Protein Red meat is a good source of high quality protein. Protein is essential for growth, maintenance and the repair of the body and can also provide energy. Red meat contains, on average, 20-24g of protein per 100g (when raw). Cooked red meat contains 27-35g of protein per 100g (cooked weight).
Minerals Red meat is an important dietary source of minerals, in particular zinc and iron. Red meat contributes approximately 17% of total iron intake in the UK which is present in the more readily absorbed haem form of iron. In the UK, almost 50% of women of child-bearing age have low iron intakes.

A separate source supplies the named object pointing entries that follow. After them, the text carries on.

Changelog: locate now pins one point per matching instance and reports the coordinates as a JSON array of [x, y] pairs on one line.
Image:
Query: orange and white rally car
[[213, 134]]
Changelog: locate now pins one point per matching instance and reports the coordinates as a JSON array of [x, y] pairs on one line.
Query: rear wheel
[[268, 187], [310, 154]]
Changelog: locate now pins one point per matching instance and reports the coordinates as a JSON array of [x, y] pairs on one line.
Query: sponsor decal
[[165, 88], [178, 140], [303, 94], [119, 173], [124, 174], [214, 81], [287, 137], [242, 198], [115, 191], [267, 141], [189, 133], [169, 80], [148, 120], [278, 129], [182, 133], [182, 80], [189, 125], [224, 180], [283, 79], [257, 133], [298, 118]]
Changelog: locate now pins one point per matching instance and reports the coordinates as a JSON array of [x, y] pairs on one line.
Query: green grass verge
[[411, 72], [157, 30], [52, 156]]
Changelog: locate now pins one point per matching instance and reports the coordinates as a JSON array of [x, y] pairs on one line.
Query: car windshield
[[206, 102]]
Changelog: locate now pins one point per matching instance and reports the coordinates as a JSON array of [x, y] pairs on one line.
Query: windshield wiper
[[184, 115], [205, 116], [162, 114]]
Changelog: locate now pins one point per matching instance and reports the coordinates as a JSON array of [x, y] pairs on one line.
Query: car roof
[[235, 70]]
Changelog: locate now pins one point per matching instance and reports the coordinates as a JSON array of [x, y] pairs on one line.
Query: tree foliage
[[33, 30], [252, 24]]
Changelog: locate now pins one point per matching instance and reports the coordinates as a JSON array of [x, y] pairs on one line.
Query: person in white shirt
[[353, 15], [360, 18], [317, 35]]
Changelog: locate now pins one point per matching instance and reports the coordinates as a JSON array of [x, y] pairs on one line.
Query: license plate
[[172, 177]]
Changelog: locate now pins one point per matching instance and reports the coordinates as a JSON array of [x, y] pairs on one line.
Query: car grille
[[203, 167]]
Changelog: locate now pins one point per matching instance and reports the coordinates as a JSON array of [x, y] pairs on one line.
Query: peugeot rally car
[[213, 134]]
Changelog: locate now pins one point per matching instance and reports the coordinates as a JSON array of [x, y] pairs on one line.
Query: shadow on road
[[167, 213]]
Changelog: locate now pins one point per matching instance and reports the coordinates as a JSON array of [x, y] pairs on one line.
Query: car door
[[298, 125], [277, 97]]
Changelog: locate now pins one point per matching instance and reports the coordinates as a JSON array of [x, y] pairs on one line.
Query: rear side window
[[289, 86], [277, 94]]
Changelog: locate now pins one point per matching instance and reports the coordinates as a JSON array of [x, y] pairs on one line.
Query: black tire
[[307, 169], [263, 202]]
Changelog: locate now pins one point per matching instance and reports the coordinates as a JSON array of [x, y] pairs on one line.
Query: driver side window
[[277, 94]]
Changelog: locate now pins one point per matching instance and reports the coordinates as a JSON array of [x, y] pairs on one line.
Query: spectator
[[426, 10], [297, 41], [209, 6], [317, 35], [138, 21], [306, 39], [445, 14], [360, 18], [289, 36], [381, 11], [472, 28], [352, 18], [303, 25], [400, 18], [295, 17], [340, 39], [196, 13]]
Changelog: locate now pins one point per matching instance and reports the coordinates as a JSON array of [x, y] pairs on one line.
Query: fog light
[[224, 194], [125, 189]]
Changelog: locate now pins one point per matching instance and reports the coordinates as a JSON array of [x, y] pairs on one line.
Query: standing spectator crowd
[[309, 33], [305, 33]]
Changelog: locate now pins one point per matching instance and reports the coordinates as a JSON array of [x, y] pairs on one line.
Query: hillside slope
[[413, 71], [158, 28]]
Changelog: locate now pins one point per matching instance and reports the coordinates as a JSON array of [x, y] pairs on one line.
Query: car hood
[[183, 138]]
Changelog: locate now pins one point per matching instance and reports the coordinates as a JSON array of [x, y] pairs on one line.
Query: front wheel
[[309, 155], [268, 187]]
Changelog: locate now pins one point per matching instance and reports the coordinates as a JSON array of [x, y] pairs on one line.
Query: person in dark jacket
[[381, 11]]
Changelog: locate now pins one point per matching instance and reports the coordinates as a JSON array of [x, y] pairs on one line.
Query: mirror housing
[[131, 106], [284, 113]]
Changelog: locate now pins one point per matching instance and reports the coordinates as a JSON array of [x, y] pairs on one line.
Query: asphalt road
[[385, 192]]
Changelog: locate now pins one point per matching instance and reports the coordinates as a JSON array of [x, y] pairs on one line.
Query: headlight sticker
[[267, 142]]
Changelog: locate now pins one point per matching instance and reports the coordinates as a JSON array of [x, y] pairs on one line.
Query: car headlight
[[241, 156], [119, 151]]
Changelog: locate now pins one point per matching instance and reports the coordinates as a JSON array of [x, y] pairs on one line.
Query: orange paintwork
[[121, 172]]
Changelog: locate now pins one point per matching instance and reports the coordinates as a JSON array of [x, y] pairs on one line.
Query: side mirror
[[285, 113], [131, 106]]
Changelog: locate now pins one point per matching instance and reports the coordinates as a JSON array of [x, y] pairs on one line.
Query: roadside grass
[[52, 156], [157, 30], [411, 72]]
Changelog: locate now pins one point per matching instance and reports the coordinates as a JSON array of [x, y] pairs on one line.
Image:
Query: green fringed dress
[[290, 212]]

Vitamins Red meat contains a variety of vitamins, including a range of B vitamins, particularly vitamin B3 (niacin), vitamin B6 and vitamin B12. As vitamin B12 is only found naturally in foods of animal origin, people who do not consume meat or other animal products may have inadequate intakes. Pork is also a rich source of vitamin B1 (thiamin), which supports normal energy-yielding metabolism and normal heart function.
Fat In a number of Western countries, red meat consumption has declined, partly due to a concern about its fat content. However, advances in animal husbandry and butchery techniques over the last 40 years have resulted in a reduction in the fat content of carcass meat by 10-30%. This means that the fat content of lean red meat is much less than many consumers think. Typically the total fat content of lean red meat is between 4-10g per 100g.